Microsoft’s base image for SQL Server is missing software we need. If you are going to run a unit test suite, the dotnet core sdk is required. If you’re not unit testing, perhaps because all of your DML is in your app, you can probably remove dotnet-sdk-2.2 from the install. You will, however, need to download sqlpackage (the DacFX CLI). In order to extract from the .zip, unzip is required.

    && mv /var/opt/<project_dir>/bin/Debug/master.dacpac /var/opt/<project_dir>/bin/Debug/MASTER.DACPAC \
    && mv /var/opt/<project_dir>/bin/Debug/msdb.dacpac /var/opt/<project_dir>/bin/Debug/MSDB.DACPAC \

Often T-SQL objects will include references to objects stored in system databases. These dependencies can be added to the project in the form of their respective .dacpac, which allows Visual Studio to resolve the references. In a discovery that wasted a significant chunk of time, sqlpackage only looks for dependencies in upper case names ¯\_(ツ)_/¯. In Windows, this doesn’t matter, but in Linux it certainly does. It looks like a missed test case in the dotnet core port. Let’s move on…

    && (/opt/mssql/bin/sqlservr --accept-eula & ) | grep -q "Service Broker manager has started" \
    && /var/opt/sqlpackage/sqlpackage /a:Publish /tdn:<db_name> \
         /pr:/var/opt/<project_dir>/docker.publish.xml /sf:/var/opt/<project_dir>/bin/Debug/<project-name>.dacpac \
         /p:IncludeCompositeObjects=true /tu:sa /tp:$SA_PASSWORD \
    && (/opt/mssql-tools/bin/sqlcmd -S localhost -d <db_name> -U SA -P $SA_PASSWORD -Q 'ALTER DATABASE <db_name> SET RECOVERY SIMPLE') \

Here we start SQL Server and use sqlpackage to deploy the database. You’ll notice that a publish profile has been created and stored with the project specifically for deploying to SQL Server running in the container. It’s also a good idea to make sure the database is set to SIMPLE recovery for testing purposes to keep the log file small. You probably don’t want to do this in prod. Note also that this Dockerfile doesn’t establish external volumes for the data and log files, which you will probably want to do if using this in a production environment.

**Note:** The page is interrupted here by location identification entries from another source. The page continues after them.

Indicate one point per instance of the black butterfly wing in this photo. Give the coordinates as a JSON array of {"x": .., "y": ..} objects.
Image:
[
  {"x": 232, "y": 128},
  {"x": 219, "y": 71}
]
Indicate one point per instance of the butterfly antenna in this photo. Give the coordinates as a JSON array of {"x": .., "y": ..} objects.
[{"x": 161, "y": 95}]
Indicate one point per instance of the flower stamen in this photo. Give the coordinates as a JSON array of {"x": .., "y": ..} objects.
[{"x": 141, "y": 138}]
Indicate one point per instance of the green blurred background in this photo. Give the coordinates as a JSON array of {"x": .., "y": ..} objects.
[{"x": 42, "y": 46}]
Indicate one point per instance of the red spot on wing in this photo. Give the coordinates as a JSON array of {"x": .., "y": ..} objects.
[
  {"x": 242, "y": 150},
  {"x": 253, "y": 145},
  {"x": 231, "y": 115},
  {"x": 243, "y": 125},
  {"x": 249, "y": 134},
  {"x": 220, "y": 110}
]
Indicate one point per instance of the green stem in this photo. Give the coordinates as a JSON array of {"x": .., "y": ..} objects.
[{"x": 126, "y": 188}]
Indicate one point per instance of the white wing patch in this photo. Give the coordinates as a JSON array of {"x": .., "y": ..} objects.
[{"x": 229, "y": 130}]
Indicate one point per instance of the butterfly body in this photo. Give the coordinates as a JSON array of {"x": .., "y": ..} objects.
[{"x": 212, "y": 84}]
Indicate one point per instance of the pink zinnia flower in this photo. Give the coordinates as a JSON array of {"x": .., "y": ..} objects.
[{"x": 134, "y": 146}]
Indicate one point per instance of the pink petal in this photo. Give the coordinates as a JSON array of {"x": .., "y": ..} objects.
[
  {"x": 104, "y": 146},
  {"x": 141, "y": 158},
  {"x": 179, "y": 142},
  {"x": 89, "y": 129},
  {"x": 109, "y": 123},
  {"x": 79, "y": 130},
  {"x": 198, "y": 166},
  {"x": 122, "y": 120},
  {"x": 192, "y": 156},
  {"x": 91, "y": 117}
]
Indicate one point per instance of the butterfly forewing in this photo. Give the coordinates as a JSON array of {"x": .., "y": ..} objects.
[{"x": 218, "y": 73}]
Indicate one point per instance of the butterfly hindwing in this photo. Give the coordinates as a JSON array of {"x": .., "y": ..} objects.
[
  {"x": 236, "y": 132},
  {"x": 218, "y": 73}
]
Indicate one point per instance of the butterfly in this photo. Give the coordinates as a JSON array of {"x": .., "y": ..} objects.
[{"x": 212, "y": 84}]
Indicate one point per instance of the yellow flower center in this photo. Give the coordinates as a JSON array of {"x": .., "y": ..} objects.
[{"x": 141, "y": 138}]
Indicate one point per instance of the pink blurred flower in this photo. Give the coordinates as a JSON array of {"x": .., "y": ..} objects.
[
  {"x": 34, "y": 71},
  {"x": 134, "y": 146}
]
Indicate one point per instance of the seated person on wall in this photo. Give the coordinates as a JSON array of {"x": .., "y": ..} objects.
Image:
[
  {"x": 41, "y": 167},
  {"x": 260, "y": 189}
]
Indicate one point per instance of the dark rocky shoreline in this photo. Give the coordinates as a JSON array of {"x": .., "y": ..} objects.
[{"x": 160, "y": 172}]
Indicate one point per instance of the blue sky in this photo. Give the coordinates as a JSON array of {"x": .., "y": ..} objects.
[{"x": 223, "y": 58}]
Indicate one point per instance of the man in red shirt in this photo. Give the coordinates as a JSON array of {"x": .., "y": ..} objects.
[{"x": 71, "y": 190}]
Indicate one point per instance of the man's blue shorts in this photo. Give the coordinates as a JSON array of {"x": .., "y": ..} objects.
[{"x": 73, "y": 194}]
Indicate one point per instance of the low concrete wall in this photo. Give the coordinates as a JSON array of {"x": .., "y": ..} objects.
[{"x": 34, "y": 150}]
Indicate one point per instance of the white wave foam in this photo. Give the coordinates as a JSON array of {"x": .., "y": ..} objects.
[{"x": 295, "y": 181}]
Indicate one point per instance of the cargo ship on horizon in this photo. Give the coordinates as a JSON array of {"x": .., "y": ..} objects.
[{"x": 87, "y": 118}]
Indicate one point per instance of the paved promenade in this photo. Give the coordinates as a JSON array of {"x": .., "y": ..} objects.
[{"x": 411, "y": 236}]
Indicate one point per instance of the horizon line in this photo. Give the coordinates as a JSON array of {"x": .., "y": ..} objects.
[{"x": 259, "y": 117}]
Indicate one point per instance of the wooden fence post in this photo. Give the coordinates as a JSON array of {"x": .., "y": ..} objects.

This is also a good place to insert any other SQL commands that makes sense for you using sqlcmd. For instance, this is where I also include the creation of any service accounts that need to have access to my database for whatever it is I’m testing. The key is to strive for zero administration or setup required whenever the container is run.

    && cd /var/opt/<project_dir>/<test_dir>/ && dotnet test \

In most database projects I have a testing suite. MS Test, xUnit, and NUnit are available in dotnet core. Visual Studio works very nicely with MS Test, which includes a SQL specific test harness that can be handy, if somewhat restricted. This line in the Dockerfile executes the tests in the project.

    && pkill sqlservr \
    && apt-get remove dotnet-sdk-2.2 -y \
    && apt-get autoremove -y \
    && rm -rf /usr/share/dotnet \
    && rm -rf /var/lib/apt/lists/* \
    && rm -rf /var/opt/<project_dir> \
    && rm -rf /var/opt/sqlpackage

Finally, the last steps shutdown SQL Server and remove the software that was installed. This helps to keep an already large image as small as possible. The end result, depending on what is involved in deploying your database and running your tests, should be an image which is 1.6 - 2 GB in size.

Conclusion

For future enhancement I intend on implementing test data population as part of this process, so that it will be possible to spin up databases very quickly for integration testing purposes. Restoring a database from backup should be quite simple to automate, assuming the backups are stored on a network-accessible path, so that is one option I am considering. That would also be a great option to rapidly deploy databases for shared environments, though that would call for the additional enhancement of being able to run masking/anonymization operations on the restored data set. But, like you have seen, it is possible to automate just about anything in the build of a Docker image.